- Как же... Читал, читал…
Бывают и не очень лестные высказывания:
- Воспитанник Джумабая? Слышал, слышал…
Камил спросил у хозяина дома: откуда такие сведения?
Икрам Валиевич долго в упор рассматривал молодого преподавателя. Камилу стало не по себе.
- Что ж... Пришло время поговорить, - произнес хозяин дома. - Пройдемте ко мне. Видите ли, дорогой
Камил-джан... - Икрам Валиевич, заложив руки за спину, стоял перед преподавателем, слегка
покачиваясь. - Я знаю о вас все. О вас и вашем брате Рустаме.
- Он мне не брат.
- И даже не друг? - Икрам Валиевич усмехнулся.
- Был другом... В детстве.
- В юности тоже, - уже без улыбки уточнил хозяин дома. - Вы вместе подружились с мусаватистами.
- Я не знал, кто они такие.
Икрам Валиевич поднял ладонь. Ладонь у него была широкая, влажная. Пальцы едва заметно
тряслись. Все-таки он опасался этого откровенного разговора. Но теперь отступать поздно.
- Вы все знали, - продолжал он. - Рустам в Турции. Он враг Советской страны. А вас вскоре будут
принимать в партию.
- О нем знают. . О Рустаме.
- Все можно объяснить и как-то иначе. Однако мы думаем не так поступать. Вы - наш большой друг,
наша надежда. Вы - поэт, гордость нации. Ради нее нужно жить и работать. Только ради нее.

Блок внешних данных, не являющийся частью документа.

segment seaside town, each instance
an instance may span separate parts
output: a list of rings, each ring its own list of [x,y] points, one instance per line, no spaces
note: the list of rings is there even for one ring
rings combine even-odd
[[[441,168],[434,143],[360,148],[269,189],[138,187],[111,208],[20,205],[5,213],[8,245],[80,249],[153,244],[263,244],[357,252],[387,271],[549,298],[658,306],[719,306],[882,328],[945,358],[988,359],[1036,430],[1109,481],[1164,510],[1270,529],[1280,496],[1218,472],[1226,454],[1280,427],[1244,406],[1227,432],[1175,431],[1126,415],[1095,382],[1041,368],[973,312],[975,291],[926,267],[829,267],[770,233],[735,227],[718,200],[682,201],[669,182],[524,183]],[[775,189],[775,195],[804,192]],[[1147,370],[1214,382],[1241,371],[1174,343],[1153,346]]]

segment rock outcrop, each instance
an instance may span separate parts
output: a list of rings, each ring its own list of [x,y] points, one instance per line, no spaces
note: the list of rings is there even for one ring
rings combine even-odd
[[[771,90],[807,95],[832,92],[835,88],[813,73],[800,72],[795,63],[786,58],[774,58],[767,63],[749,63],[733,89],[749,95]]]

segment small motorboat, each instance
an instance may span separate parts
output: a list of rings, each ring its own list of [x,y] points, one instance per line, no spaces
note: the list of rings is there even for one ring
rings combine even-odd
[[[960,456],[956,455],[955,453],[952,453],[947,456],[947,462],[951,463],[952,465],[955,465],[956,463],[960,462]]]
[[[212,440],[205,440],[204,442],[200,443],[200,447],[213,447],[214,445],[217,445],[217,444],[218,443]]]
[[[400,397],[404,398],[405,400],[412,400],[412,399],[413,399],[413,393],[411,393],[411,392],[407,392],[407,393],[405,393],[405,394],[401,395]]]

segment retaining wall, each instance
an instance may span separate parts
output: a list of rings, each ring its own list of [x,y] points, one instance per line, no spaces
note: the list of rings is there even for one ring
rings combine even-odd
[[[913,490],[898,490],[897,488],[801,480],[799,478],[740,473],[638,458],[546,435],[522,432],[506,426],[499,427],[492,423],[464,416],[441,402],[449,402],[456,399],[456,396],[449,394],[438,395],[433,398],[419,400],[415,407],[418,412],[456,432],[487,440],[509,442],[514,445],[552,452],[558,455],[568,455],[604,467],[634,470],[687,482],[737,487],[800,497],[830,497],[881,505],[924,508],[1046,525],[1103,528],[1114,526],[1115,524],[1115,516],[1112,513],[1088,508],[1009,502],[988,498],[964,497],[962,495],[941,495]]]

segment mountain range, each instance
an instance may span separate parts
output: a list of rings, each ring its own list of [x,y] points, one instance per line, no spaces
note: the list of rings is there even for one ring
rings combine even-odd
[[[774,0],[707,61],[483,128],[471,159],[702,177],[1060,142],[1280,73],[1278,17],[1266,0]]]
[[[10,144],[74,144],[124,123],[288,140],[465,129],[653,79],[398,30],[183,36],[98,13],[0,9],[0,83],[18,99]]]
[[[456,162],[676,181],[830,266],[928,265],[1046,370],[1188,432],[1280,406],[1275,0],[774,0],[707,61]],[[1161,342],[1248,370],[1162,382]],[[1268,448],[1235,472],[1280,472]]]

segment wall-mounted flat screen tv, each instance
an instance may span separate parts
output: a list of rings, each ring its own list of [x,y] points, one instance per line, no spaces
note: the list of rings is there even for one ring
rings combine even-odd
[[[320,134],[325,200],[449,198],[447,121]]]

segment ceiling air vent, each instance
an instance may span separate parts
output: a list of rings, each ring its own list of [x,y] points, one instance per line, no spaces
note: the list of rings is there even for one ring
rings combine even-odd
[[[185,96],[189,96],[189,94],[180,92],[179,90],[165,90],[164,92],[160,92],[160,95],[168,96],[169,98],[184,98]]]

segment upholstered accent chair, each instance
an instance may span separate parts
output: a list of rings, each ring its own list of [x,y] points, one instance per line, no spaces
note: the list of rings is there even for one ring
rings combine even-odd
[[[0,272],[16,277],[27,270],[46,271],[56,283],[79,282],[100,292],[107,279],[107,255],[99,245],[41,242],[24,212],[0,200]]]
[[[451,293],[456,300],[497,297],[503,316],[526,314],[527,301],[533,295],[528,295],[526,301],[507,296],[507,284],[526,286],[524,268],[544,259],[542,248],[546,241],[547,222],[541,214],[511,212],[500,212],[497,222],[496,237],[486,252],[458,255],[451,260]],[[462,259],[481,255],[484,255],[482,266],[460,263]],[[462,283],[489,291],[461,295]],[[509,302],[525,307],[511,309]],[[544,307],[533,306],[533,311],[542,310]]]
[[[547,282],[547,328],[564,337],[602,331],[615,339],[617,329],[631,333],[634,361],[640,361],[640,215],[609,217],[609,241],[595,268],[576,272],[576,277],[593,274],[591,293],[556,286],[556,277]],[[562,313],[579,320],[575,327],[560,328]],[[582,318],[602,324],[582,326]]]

Он заговорил о сплочении сил, о том, что нужно готовиться к настоящей борьбе за освобождение
родного края от иноземцев.
- А в партию вступайте, - заключил Икрам Валиевич. - Вступайте... И пишите вот такие стихи... - Он
кивнул в сторону стола, где лежала пачка газет. - Пишите. Будем ждать лучших времен. И конечно, будем
работать.
Они работали. Как-то у Икрама Валиевича появился седой грузный человек. Он снял очки,
рассматривая собеседника, потом спросил о здоровье и делах, о здоровье родных, близких.
- К сожалению, я один, - смело объяснил Камил. - Я воспитывался в интернате.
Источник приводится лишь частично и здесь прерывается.